Antioch is one of those colleges that requires its students to work. In my senior year, I worked for an organization called the Maryland Health Maintenance Committee, which was organized to start HMO’s throughout the Baltimore area, then a revolutionary idea. After I graduated, I became the Assistant Executive Director of the West Baltimore Community Health Center, which provided health services to low-income residents of West Baltimore.

Having gotten a start in health care, in 1973 I went to Johns Hopkins School of Public Health to get a master’s degree in health planning. At the time, I was the youngest student in the history of the school (or so I was told). Upon graduating from Hopkins, I served as an Operations Officer for the Center for Disease Control, coordinating a survey in Sri Lanka that assessed the health status of children under 6. When that work was over, I traveled throughout the Indian sub-continent, visiting India, Pakistan, Afghanistan, and Nepal.
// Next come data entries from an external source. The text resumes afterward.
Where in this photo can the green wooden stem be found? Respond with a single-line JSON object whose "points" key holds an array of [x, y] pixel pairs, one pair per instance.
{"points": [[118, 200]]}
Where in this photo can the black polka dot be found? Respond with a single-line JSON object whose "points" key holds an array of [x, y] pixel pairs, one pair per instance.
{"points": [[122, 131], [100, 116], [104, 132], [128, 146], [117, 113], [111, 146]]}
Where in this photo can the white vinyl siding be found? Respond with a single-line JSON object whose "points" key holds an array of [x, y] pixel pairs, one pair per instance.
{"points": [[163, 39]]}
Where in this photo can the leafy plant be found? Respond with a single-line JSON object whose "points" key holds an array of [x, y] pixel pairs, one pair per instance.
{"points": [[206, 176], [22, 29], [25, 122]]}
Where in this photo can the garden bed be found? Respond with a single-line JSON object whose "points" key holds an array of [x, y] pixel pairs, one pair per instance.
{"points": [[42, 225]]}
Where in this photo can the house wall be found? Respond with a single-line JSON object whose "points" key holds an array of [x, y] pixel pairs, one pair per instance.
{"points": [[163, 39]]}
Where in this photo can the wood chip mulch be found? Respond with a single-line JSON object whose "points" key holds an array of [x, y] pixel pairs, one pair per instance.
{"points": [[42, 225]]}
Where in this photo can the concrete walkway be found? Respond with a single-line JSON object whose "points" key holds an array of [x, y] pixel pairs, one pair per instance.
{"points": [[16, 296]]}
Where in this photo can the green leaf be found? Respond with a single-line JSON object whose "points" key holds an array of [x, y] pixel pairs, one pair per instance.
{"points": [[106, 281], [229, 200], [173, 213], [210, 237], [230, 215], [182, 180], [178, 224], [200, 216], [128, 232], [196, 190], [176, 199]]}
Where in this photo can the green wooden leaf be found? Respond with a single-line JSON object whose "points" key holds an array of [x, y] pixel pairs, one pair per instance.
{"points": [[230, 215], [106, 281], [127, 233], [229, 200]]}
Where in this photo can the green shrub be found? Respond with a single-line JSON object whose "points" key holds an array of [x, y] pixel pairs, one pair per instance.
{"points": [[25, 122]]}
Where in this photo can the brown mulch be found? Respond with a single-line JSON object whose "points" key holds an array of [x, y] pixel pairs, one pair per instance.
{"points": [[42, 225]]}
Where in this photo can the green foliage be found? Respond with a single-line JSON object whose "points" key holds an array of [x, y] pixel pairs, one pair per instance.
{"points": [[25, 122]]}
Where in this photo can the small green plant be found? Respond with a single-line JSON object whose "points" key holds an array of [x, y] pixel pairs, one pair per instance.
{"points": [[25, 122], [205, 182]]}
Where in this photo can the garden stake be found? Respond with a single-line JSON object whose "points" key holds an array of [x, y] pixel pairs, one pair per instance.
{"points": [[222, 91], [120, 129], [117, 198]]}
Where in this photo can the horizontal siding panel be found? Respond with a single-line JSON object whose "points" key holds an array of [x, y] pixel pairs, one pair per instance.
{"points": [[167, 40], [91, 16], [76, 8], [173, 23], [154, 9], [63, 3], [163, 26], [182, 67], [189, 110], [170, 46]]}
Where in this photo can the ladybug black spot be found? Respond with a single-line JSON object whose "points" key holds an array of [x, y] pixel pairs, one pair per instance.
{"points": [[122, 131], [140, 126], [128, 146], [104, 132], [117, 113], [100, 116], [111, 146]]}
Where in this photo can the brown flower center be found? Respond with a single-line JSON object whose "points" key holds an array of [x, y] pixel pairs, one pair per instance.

In 1976 I returned to the United States, and became the Executive Director of the Rappahannock EMS Council, in Fredericksburg, Virginia, an agency which coordinated the emergency medical responses of nine rescue squads. In 1979, I switched gears, and became a senior advisor to an international development organization – VITA (Volunteers in Technical Assistance) – which helped entrepreneurs all over the world use renewable energy technologies, such a solar collectors, bio-gas digesters, and windmills. In the course of doing this work, I became a consultant to the Pan American Health Organization, and had a hand in the design of the Jamaican emergency medical services system.

In 1982, I switched gears a second time, and went to law school at Georgetown. I was on the Dean’s List every semester, was a member of a law review, and graduated with honors. I then clerked for a judge on the District of Columbia Court of Appeals, and then made my way into private practice.

Since 1992, I have run my own practice, specializing in civil litigation. I represent unions, corporations and individuals. My partners, Hollie Cutler and Anita Deger, primarily practice in the area of family law, and are well-known for their expertise. In fact, Hollie was recently recognized as one of Maryland’s “Elite Lawyers” by Baltimore’s SmartCEO magazine (I nominated her).

I said at the beginning of this narrative that I was a Baltimore boy. That means, to me, I come from a background that celebrates the working man, the little guy, that appreciates justice, tolerance and diversity. It is with those instincts that I come to where I am now in life, the name partner of a well-respected law firm, happily married, living in a wonderful area, and your candidate for County Council.